Industry pros this week have been consolidating their positions for year end, as well as gearing up for expected tax increases and a likely change to the tax-exempt status of muni bonds.

Scant issuance and light activity in the secondary have held yields and muni ratios to Treasuries to tight ranges. But despite the slow days, most muni bond indexes fell on the week.

The 20-bond index of 20-year general obligation yields declined six basis points this week to 3.58%, but it remained above its 3.44% level from two weeks ago.

The 11-bond index of higher-grade 20-year GO yields dropped five basis points this week to 3.34%, but still remained above its 3.20% level from two weeks ago.

The yield on the U.S. Treasury's 10-year note fell eight basis points this week to 1.72%. This is its lowest level since Dec. 6, when it was 1.58%. The yield on the Treasury's 30-year bond also declined eight basis points this week to 2.90%, which is the same level as two weeks ago.

Treasury yields have rallied on the intermediate and long ends of the yield curve, outperforming munis since last Friday. On the week, Treasuries have mostly stutter-stepped while munis have mostly held their levels.

Muni activity mostly confined itself to year-end swapping and capital gains-taking, said John Hallacy, manager of municipal bond research at Bank of America Merrill Lynch.

"Some accounts were definitely selling in anticipation of the capital gains rate going back up," he said. "To the extent that rates have fallen so much this year, people have some pretty substantial returns in certain names, even though the concern is: what do you replace it with?
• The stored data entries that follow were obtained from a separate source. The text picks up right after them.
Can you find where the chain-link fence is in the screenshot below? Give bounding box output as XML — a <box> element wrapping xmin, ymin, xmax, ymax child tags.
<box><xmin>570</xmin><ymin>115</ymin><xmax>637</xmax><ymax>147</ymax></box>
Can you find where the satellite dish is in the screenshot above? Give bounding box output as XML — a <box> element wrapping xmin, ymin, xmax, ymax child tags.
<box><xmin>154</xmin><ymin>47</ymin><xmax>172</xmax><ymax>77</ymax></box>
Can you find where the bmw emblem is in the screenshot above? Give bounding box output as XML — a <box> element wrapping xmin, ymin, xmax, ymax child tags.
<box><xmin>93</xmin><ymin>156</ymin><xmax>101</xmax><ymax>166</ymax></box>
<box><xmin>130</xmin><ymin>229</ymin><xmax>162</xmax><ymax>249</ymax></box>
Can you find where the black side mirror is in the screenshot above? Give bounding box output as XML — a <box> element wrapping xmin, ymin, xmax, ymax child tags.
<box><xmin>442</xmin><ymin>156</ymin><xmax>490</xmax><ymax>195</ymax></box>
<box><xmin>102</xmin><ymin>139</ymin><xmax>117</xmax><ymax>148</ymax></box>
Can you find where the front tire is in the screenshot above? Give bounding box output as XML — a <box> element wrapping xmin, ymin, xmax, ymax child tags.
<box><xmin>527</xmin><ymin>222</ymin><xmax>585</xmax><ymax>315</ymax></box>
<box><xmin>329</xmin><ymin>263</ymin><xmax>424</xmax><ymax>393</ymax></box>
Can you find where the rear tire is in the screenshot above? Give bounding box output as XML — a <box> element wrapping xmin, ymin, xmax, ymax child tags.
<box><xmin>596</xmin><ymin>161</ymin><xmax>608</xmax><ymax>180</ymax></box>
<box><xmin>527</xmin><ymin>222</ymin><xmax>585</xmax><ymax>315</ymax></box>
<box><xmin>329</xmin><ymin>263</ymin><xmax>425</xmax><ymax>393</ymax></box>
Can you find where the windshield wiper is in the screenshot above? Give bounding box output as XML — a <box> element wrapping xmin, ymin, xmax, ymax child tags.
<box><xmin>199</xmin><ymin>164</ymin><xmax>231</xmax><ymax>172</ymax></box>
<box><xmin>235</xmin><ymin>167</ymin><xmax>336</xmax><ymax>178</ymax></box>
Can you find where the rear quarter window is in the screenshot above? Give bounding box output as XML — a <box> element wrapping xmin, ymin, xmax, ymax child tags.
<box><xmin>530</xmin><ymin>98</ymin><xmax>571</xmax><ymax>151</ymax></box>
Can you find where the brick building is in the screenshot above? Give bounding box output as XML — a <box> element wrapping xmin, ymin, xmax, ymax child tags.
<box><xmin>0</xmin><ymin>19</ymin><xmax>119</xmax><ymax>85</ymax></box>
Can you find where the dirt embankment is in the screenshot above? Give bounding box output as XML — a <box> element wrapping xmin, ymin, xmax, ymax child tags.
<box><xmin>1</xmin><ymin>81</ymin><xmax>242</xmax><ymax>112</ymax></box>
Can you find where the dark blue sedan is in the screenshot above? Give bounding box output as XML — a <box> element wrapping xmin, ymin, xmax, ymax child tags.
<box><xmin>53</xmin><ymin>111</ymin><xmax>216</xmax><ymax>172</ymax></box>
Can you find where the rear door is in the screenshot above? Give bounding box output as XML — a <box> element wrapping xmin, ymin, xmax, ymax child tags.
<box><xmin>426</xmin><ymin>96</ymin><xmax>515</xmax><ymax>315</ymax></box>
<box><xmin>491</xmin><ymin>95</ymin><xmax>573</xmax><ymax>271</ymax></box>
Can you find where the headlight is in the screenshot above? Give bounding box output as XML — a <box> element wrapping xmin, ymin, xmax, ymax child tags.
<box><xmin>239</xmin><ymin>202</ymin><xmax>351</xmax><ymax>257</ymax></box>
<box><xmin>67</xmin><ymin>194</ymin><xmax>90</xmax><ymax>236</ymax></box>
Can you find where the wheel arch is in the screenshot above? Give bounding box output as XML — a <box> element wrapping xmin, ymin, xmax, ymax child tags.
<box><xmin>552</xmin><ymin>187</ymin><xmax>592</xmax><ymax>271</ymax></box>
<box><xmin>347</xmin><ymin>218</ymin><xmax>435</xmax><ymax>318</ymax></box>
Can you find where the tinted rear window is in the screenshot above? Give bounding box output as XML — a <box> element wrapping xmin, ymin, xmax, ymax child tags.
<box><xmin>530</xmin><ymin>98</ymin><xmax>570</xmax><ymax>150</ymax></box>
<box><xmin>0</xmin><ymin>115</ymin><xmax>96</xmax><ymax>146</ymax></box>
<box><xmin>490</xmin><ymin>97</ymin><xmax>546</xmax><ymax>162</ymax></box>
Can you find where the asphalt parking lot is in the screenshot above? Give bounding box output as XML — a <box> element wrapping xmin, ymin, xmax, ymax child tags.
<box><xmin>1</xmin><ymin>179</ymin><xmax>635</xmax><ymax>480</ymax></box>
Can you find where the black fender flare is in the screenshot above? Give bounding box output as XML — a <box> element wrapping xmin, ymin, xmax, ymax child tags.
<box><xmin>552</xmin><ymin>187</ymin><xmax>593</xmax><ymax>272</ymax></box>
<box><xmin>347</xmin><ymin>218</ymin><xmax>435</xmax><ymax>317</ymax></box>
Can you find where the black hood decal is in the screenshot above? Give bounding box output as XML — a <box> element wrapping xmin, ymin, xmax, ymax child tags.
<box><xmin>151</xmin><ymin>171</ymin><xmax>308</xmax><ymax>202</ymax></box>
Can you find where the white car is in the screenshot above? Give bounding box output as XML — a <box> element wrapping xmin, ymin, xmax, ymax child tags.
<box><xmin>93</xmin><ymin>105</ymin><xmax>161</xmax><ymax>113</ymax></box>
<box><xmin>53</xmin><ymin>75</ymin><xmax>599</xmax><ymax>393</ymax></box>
There's some of that going on."

The muni market has had to contend with seasonal troubles expected during the holidays. That translates into fewer market participants on the week and a sharp cut in primary issuance. And this year's drop in volume is sharper than most: a mere $2 million in total, all of it competitive deals, is expected.

Tax-exempt yields have fallen since last Friday in the belly of the curve, Municipal Market Data numbers showed. The benchmark 10-year triple-A yield has fallen three basis points over the duration to 1.74%.

The 30-year froze at 2.83%; the two-year sat all week at 0.31%.

Muni ratios to Treasuries have gotten slightly cheaper on the week, although the long end remains in rich territory comparatively for tax-exempts. The 10-year increased to 101%. The 30-year rose to 98%, while the two year remains a shade under 115%.

The Bond Buyer's revenue bond index, which measures 30-year revenue bond yields, rose two basis points this week to 4.28%. This is its highest level since Nov. 1, when it was 4.29%. The Bond Buyer's one-year note index, which is based on one-year GO note yields, was not calculated this week due to a lack of trading volume.

The weekly average yield to maturity of the Bond Buyer municipal bond index, which is based on 40 long-term bond prices, rose two basis points this week to 4.11% for the week ending Dec. 27, 2012. This is the highest weekly average for the yield to maturity since the week ended Nov. 8, when it was 4.12%.